肩衝茶入と垂水島津以久公

 垂水島津家2代以久公は1550年うまれ、1610年に亡くなっている。以久公の父(忠将)と義弘の父貴久は兄弟です。

 天正15年太閤秀吉は20万の兵を率い出水まで進軍、太守義久公は川内、泰平寺にて秀吉に降伏し娘亀寿を人質に差し出す。垂水島津家3代彰久,以久も人質として上洛する。この時秀吉に3大肩衝と言われる「楢柴の肩衝」をもらう。これは領地をもらうに等しいものだった。秀吉亡きあと、佐土原3万石を徳川家康に与えられた際のこの肩衝を献上した。

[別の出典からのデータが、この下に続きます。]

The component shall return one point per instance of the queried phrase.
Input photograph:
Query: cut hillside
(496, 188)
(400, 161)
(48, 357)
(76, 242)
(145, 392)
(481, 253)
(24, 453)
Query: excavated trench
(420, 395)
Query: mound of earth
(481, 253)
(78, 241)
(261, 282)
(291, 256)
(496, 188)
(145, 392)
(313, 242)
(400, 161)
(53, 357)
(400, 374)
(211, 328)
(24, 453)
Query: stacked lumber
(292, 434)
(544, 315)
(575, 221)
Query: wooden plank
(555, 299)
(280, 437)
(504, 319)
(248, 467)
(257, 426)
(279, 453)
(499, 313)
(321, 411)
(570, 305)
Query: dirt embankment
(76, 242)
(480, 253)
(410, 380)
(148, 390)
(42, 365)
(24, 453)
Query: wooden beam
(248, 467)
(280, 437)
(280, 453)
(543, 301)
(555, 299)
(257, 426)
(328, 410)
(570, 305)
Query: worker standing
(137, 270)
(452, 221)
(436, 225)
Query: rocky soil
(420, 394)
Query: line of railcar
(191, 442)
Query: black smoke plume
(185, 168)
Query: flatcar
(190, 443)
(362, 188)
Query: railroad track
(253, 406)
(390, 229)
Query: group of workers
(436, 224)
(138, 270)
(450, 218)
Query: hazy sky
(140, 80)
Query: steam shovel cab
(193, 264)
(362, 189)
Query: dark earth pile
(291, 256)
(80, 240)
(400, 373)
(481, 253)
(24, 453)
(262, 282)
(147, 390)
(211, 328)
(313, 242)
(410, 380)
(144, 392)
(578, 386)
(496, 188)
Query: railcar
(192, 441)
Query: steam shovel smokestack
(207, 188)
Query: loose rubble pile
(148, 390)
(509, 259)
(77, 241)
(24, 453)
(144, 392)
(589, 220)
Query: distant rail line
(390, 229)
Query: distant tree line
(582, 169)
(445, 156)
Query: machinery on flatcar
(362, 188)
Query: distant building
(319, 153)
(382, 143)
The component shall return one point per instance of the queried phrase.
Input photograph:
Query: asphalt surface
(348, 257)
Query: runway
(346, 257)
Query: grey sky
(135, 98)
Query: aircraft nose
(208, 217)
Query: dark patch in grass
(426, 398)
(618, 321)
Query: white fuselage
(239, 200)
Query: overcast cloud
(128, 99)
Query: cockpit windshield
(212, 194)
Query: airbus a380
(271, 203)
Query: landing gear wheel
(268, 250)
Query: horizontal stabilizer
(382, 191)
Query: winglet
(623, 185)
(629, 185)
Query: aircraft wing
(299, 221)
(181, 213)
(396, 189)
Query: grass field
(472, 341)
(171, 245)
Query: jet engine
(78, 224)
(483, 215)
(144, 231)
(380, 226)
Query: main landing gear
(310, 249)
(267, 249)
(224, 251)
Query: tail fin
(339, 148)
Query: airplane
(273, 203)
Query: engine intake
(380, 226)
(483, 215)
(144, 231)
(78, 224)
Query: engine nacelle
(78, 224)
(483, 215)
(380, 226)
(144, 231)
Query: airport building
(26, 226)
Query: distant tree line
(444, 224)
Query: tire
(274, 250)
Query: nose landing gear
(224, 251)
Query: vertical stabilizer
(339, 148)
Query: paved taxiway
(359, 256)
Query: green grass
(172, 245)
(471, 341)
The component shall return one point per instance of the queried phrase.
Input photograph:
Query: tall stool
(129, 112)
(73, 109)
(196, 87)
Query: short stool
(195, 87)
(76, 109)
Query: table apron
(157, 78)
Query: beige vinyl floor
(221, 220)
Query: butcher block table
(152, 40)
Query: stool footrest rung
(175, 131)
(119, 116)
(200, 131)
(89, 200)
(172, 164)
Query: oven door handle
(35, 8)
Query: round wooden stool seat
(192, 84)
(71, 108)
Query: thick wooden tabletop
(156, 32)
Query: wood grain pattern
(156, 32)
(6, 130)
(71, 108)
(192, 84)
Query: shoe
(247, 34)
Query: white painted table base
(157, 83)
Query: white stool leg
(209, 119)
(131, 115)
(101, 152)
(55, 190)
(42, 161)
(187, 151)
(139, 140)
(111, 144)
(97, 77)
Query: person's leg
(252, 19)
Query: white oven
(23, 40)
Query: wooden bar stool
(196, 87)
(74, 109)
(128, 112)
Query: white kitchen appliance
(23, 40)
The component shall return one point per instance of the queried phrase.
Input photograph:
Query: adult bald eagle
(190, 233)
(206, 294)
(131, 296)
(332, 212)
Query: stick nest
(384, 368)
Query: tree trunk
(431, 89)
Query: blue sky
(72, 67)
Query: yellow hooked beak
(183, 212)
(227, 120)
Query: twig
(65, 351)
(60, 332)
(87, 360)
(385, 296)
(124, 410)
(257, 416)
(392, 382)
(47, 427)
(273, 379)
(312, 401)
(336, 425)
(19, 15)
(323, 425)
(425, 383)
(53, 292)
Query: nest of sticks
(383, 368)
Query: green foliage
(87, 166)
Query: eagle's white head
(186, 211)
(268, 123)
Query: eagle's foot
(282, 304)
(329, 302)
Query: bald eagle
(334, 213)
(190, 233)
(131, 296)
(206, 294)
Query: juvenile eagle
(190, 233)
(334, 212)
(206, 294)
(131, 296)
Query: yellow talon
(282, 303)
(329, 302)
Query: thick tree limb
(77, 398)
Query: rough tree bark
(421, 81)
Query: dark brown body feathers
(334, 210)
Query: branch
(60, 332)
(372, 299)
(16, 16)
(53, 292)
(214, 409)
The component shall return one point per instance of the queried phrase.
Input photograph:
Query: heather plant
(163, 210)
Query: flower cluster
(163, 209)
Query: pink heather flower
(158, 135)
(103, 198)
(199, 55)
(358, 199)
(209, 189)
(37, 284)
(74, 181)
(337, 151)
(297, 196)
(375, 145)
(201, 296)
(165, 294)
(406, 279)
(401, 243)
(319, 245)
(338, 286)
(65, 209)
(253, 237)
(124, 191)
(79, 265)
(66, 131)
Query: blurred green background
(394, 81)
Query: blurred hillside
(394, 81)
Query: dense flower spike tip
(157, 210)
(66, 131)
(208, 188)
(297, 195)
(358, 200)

徳川3代将軍家光までは茶会で使われたが江戸城の大火で焼失した。「初花」「新田」の肩衝は今でも徳川家にあるという。

5日、本物の肩衝を見たいと思っていた。指宿白水館「薩摩伝承館」で8月31日まで行われている「大名茶の時代」の展示会に行った。薩摩に伝わる茶器が2階に展示してあったが「肩衝」の展示場所から動けなかった。

 何も分からないけれど薩摩藩島津家伝来の「平野肩衝」は1600年関ヶ原の戦いで敵中突破を強行して落ちのび大阪から逃げてきた義弘夫人と忠恒夫人に船上で再会、両夫人が平野肩衝と島津家系図を持参し、義弘が大変喜んだと言われる。

400年の時を超え、一般の我々でも本物の茶道具に出会えるなんて・・・・・「肩衝]のコーナでしばらく見入ってしまった。もういつ会えるかわからない。